Título: Extraoficial e dissimulado
Autor: Pariz, Tiago; Brito, Ricardo
Fonte: Correio Braziliense, 16/08/2009, Política, p. 6

Além dos atos secretos, administração do Senado já usou outro recurso para escamotear decisões, publicando informes com tiragem reduzida apenas para circulação interna

O ex-diretor-geral Agaciel Maia foi um dos responsáveis pela publicação dos boletins extraoficiais. Antonio Carlos Magalhães e Ronaldo Cunha Lima também tiveram envolvimento no caso

A arte de esconder decisões administrativas do Senado ganhou uma nova categoria na semana passada: os atos extraoficiais.
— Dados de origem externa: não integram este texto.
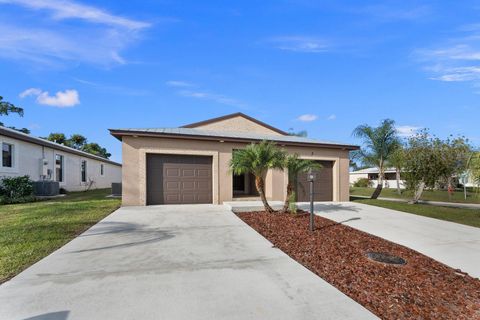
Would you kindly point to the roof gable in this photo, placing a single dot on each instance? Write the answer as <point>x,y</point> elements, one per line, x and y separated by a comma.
<point>236,122</point>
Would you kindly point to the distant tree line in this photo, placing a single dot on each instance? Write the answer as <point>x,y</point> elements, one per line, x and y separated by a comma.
<point>75,141</point>
<point>426,161</point>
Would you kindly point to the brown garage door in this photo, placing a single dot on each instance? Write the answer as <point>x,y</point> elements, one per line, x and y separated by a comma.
<point>323,185</point>
<point>178,179</point>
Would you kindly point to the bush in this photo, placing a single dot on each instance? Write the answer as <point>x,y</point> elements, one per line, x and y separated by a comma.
<point>16,190</point>
<point>362,183</point>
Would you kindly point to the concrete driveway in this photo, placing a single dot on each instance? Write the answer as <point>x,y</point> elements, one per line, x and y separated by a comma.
<point>453,244</point>
<point>172,262</point>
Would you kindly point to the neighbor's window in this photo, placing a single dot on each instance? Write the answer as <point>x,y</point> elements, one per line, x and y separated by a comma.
<point>7,155</point>
<point>84,170</point>
<point>59,167</point>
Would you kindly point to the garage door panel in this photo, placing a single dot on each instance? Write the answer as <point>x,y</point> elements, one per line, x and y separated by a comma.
<point>171,172</point>
<point>176,179</point>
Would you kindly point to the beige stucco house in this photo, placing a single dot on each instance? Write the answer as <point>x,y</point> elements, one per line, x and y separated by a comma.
<point>190,164</point>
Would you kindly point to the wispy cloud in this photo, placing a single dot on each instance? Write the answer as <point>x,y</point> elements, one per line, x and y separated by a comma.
<point>177,83</point>
<point>307,117</point>
<point>99,37</point>
<point>61,99</point>
<point>407,131</point>
<point>188,89</point>
<point>61,9</point>
<point>218,98</point>
<point>303,44</point>
<point>402,11</point>
<point>456,60</point>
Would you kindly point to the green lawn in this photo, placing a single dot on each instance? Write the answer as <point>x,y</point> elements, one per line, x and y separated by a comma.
<point>432,195</point>
<point>31,231</point>
<point>469,217</point>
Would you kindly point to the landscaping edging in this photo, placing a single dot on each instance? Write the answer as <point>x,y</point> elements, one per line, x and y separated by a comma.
<point>422,288</point>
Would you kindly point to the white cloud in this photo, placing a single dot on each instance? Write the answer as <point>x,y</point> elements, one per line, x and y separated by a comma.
<point>307,117</point>
<point>300,44</point>
<point>64,9</point>
<point>407,131</point>
<point>177,83</point>
<point>218,98</point>
<point>99,38</point>
<point>61,99</point>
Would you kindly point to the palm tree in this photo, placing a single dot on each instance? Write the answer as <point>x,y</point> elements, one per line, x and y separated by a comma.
<point>257,159</point>
<point>380,144</point>
<point>294,165</point>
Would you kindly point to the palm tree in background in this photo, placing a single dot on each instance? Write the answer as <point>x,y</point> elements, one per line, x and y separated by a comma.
<point>257,159</point>
<point>380,143</point>
<point>294,165</point>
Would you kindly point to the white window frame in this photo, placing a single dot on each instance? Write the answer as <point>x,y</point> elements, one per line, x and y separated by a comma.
<point>14,167</point>
<point>64,168</point>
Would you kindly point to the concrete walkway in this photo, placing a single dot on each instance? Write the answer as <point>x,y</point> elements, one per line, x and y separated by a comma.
<point>172,262</point>
<point>460,205</point>
<point>453,244</point>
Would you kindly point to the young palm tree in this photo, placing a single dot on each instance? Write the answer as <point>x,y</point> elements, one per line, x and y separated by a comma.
<point>257,159</point>
<point>381,142</point>
<point>294,165</point>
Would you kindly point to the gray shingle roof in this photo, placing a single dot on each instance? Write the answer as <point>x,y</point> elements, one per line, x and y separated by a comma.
<point>228,134</point>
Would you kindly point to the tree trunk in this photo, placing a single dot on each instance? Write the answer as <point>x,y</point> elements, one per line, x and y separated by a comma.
<point>418,193</point>
<point>397,173</point>
<point>260,184</point>
<point>286,205</point>
<point>379,188</point>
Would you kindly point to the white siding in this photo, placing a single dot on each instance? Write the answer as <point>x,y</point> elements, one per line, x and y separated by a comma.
<point>27,158</point>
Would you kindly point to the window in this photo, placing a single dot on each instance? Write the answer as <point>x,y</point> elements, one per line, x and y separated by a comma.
<point>59,168</point>
<point>7,155</point>
<point>84,170</point>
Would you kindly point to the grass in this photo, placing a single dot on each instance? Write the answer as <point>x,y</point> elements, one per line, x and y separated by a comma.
<point>31,231</point>
<point>431,195</point>
<point>469,217</point>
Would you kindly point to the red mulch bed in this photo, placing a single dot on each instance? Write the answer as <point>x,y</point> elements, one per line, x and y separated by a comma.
<point>421,289</point>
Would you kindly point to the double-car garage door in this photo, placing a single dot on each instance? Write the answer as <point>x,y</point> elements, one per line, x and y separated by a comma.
<point>178,179</point>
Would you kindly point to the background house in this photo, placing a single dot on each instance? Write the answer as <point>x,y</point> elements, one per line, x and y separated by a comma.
<point>23,154</point>
<point>372,175</point>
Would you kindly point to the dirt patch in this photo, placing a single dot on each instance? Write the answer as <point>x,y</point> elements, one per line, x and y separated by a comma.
<point>420,289</point>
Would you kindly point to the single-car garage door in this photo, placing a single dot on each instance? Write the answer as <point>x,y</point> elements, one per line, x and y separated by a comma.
<point>178,179</point>
<point>322,187</point>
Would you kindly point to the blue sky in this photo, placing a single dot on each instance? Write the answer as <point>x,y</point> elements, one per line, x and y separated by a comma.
<point>321,66</point>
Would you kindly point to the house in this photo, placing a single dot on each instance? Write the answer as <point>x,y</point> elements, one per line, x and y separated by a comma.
<point>190,164</point>
<point>372,175</point>
<point>40,159</point>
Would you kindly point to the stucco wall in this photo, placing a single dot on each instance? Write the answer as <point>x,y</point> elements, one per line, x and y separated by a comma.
<point>238,124</point>
<point>134,167</point>
<point>27,162</point>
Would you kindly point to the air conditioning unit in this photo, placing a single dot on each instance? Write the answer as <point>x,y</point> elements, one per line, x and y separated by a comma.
<point>43,168</point>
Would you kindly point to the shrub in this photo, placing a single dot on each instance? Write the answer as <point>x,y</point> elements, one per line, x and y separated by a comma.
<point>16,190</point>
<point>362,183</point>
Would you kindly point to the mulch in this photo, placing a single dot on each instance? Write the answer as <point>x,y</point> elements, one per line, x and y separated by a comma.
<point>423,288</point>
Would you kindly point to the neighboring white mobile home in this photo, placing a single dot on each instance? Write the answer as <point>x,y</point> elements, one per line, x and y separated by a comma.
<point>75,170</point>
<point>372,175</point>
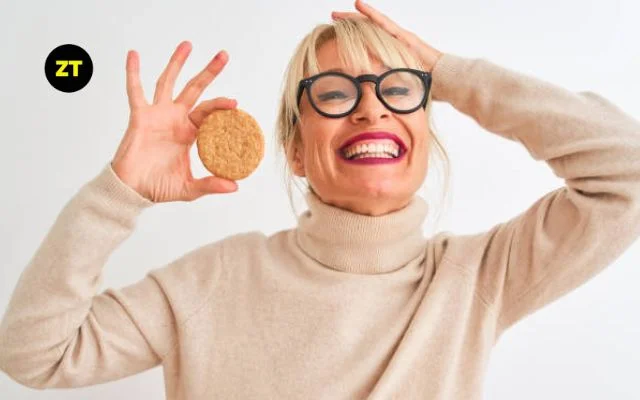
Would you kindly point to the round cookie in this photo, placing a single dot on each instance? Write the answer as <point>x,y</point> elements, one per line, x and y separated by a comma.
<point>230,143</point>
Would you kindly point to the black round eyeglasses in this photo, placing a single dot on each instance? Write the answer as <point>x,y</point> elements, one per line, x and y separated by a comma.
<point>334,94</point>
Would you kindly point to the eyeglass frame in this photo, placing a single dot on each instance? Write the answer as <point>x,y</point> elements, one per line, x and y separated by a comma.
<point>306,83</point>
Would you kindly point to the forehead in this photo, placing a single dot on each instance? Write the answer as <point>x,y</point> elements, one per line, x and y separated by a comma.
<point>329,60</point>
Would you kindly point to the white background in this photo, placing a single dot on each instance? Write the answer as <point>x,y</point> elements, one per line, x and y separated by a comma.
<point>584,346</point>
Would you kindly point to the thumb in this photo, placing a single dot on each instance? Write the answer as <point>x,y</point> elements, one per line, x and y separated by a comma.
<point>209,185</point>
Fazem parte desse grupo decisões tomadas entre 1997 e 1998 sobre movimentação de servidores, concessão de gratificações e aviso de licitações apenas para consumo interno da Casa. Os atos extraoficiais constaram de boletins administrativos de pessoal, chamados BAPs, com tiragem reduzida. O Ministério Público Federal não reconhece a validade deles por entender que todo ato da administração pública tem de estar no Diário Oficial do Senado Federal (Dosf).
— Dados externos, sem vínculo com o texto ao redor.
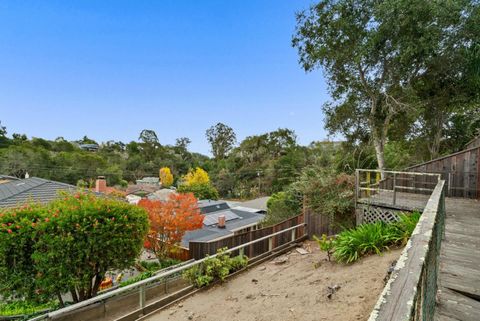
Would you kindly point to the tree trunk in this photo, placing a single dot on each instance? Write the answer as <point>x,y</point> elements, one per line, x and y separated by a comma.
<point>74,295</point>
<point>60,299</point>
<point>379,144</point>
<point>436,135</point>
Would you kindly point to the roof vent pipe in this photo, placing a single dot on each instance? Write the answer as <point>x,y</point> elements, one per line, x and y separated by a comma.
<point>221,221</point>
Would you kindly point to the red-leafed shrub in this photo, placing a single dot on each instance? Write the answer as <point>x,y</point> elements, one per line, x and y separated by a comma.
<point>170,220</point>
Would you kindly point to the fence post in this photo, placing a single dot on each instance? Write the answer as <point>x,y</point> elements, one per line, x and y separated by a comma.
<point>449,193</point>
<point>357,182</point>
<point>142,296</point>
<point>394,189</point>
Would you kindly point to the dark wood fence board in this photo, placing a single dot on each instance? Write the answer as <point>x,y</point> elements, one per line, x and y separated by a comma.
<point>199,250</point>
<point>461,171</point>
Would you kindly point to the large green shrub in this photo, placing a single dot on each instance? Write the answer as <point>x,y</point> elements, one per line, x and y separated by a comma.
<point>17,241</point>
<point>82,238</point>
<point>281,206</point>
<point>214,268</point>
<point>68,245</point>
<point>327,193</point>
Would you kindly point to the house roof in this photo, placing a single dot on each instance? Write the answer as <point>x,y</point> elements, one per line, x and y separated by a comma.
<point>257,203</point>
<point>142,188</point>
<point>35,189</point>
<point>161,195</point>
<point>242,220</point>
<point>7,178</point>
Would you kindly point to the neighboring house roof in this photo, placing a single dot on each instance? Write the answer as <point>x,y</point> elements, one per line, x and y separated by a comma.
<point>235,220</point>
<point>142,189</point>
<point>133,199</point>
<point>7,178</point>
<point>257,203</point>
<point>18,192</point>
<point>91,147</point>
<point>208,206</point>
<point>161,195</point>
<point>149,180</point>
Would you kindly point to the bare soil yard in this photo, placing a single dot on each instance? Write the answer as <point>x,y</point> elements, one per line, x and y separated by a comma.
<point>294,290</point>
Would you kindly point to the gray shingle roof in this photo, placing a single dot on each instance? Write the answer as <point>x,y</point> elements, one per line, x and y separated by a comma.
<point>208,233</point>
<point>31,189</point>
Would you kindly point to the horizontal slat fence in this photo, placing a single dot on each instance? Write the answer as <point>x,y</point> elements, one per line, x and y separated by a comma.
<point>198,250</point>
<point>461,172</point>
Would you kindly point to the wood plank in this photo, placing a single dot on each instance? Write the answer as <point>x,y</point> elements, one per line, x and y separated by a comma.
<point>454,305</point>
<point>462,283</point>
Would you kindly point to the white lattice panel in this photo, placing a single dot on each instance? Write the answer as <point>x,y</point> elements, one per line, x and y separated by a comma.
<point>371,214</point>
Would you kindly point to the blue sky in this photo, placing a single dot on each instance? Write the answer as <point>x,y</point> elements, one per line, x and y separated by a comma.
<point>109,69</point>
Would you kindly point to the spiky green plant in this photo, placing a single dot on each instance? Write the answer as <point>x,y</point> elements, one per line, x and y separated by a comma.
<point>363,240</point>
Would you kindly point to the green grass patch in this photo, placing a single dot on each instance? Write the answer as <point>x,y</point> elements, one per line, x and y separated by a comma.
<point>25,307</point>
<point>366,239</point>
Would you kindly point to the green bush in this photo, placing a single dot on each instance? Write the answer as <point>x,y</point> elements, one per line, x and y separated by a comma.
<point>137,278</point>
<point>363,240</point>
<point>281,206</point>
<point>155,266</point>
<point>214,268</point>
<point>328,193</point>
<point>17,242</point>
<point>67,246</point>
<point>327,244</point>
<point>352,244</point>
<point>25,307</point>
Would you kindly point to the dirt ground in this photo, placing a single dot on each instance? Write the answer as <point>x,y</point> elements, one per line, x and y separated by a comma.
<point>294,290</point>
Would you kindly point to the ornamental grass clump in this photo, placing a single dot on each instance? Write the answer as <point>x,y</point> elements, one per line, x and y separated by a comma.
<point>374,238</point>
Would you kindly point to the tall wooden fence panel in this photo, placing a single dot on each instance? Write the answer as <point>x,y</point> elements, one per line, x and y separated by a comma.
<point>198,250</point>
<point>461,172</point>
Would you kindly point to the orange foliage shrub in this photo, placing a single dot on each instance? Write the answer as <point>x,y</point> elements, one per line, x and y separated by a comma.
<point>170,220</point>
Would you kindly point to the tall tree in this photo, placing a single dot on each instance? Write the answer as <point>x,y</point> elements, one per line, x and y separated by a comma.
<point>347,40</point>
<point>222,138</point>
<point>149,143</point>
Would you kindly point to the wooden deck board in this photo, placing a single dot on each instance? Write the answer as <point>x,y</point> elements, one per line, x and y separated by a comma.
<point>455,306</point>
<point>460,263</point>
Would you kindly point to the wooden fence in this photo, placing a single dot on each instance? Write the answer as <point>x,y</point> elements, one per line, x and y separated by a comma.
<point>410,293</point>
<point>461,172</point>
<point>318,224</point>
<point>198,250</point>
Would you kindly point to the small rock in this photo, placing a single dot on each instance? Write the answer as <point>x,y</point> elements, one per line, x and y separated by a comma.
<point>301,250</point>
<point>281,259</point>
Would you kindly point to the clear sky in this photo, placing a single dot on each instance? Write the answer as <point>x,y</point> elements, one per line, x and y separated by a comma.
<point>109,69</point>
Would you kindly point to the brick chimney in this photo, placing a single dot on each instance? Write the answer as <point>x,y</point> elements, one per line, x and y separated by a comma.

A reportagem encontrou, em dois momentos, os tais atos extraoficiais, que aparecem em 50 boletins. O primeiro período identificado ocorreu no segundo semestre de 1997. Nesse período foram 14 boletins e 189 atos, tomados em sua maioria pelo ex-diretor-geral Agaciel Maia, pelo ex-presidente do Senado Antonio Carlos Magalhães (DEM-BA) e pelo ex-primeiro-secretário Ronaldo Cunha Lima (PSDB-PB). O segundo período abrange os meses de agosto a outubro de 1998. São outros 36 boletins, nos quais foram tomadas 260 decisões.

Os atos extraoficiais eram, na prática, secretos. No fim da década passada, o Senado não se valia da rede interna de computadores para divulgá-los. As decisões eram publicadas na ocasião por meio de boletins impressos na gráfica, com tiragem de 650 exemplares cada. Somente em 2001, o Sistema de Processamento de Dados do Senado (Prodasen) passou a publicar os boletins em sua rede interna. O alerta de que havia decisões não publicadas no Dosf fora repassado, na última semana, pelos técnicos que trabalharam na identificação dos novos atos secretos.

Em 14 de agosto de 1998, por exemplo, um ato do primeiro-secretário Ronaldo Cunha Lima criou três comissões especiais de licitação para cuidar da contratação de serviços, execução de obras e compra de equipamentos. Entre os 30 indicados, estão Aloysio Brito Vieira e Dimitrius Hadjinicolaou, que chegaram a ser investigados pelo Ministério Público Federal por fraudes em licitações no Senado. Aloysio e Dimitrius são ligados ao ex-primeiro-secretário Efraim Morais (DEM-PB). Curiosamente, consta nesse boletim uma promessa de publicação no Diário Oficial do Senado Federal prevista para o mesmo dia. Virou letra morta.

Nova leva Na última sexta-feira, o Correio já havia identificado, num intervalo de duas edições do Dosf, 396 decisões administrativas tomadas por Agaciel Maia que não foram publicadas. Constam em 46 boletins administrativos. Dez deles eram secretos e foram revelados somente na semana passada, quando veio a público a existência de mais 468 decisões sigilosas. Desde meados de julho, já se conheciam outros 663 atos secretos, dos quais 119 foram revalidados pelo presidente do Senado, José Sarney (PMDB-AP).

O atual primeiro-secretário do Senado, Heráclito Fortes (DEM-PI), determinou a abertura de investigação para identificar os responsáveis pela inclusão dos novos atos secretos, classificados por ele como ¿molecagem¿. Na quinta-feira à noite, o chefe do Serviço de Publicação de Boletim Pessoal, Franklin Paes Landim, admitiu ter inserido na rede interna da Casa os novos atos secretos a pedido de Ralph Siqueira, ex-diretor de Recursos Humanos.

Ralph, que trabalhou na equipe responsável por identificar a primeira leva das decisões sigilosas, deixou o cargo em junho, quando substituiu o antecessor João Carlos Zoghbi na função. Franklin e Ralph devem depor na semana que vem na comissão de servidores designada por Heráclito.